Jake has such big, beautiful eyes, and Willow says so much with a look.
I think it's 'here we go again!'


----------



## Amber (Dec 10, 2013)

Looks like they are saying "eat your heart out" because we are gorgeous.


----------



## lady amanda (Nov 26, 2010)

I think Willow is saying... Put down that Camera, and keep petting me!


----------



## Lexi&Beemer (May 5, 2013)

I envision Willow in the last picture with a truck driver scratchy deep voice saying, "Lady, whatcha looking at?" 

Now Jake, it's a "I'm good looking. No really, I'm really good looking. See?" 

Such good faces. Love them. 


Sent from my iPhone using Tapatalk 2


----------



## DB1 (Jan 20, 2012)

Willow the trucky!! ha, she does look full of attitude a 'what now?' kind of look and yes Jake does look like he would sound like a theatre actor 'darling, I do hope you have my best side?'


----------



## RuthMill (Jun 30, 2012)

Haha! They are saying, "mom, try not to love us, go on just try... Yep failed again! Haha."

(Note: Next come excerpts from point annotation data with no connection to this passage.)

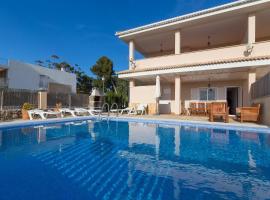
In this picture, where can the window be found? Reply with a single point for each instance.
(207, 94)
(43, 81)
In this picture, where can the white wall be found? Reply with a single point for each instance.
(265, 104)
(27, 76)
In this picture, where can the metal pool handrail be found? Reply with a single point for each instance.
(116, 108)
(102, 108)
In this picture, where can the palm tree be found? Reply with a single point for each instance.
(39, 62)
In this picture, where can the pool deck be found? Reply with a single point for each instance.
(201, 121)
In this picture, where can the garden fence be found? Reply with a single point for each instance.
(13, 99)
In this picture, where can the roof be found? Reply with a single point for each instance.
(225, 61)
(185, 17)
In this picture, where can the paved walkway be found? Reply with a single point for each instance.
(193, 118)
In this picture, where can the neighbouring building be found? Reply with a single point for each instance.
(210, 55)
(19, 75)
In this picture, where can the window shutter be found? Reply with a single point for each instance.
(221, 93)
(194, 94)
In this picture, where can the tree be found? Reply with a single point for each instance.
(103, 69)
(84, 82)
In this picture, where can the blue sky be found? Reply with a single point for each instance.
(81, 31)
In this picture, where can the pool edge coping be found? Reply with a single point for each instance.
(238, 127)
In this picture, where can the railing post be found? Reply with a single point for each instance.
(42, 99)
(2, 99)
(69, 100)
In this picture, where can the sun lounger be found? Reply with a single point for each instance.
(92, 112)
(41, 113)
(251, 114)
(141, 109)
(127, 110)
(63, 111)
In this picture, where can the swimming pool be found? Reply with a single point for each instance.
(133, 160)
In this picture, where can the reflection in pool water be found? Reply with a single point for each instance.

Those are love me faces! Those are the faces that make you want to hug them and squeeze them and kiss them and hug them and squeeze them! Totally cute!


----------



## Lexi&Beemer (May 5, 2013)

DB1 said:


> Willow the trucky!! ha, she does look full of attitude a 'what now?' kind of look and yes Jake does look like he would sound like a theatre actor 'darling, I do hope you have my best side?'


After I posted I looked back at the pictures and thought it's as if he thinks he is showing his best side. Ha!


Sent from my iPhone using Tapatalk 2


----------



## dmgalley (Aug 19, 2012)

Jake was busy looking out the window pretending he wasn't going to get drops in his ears and willow was saying I know you don't really have cat treats you just want me too look at you. 

Sent from Petguide.com Free App


----------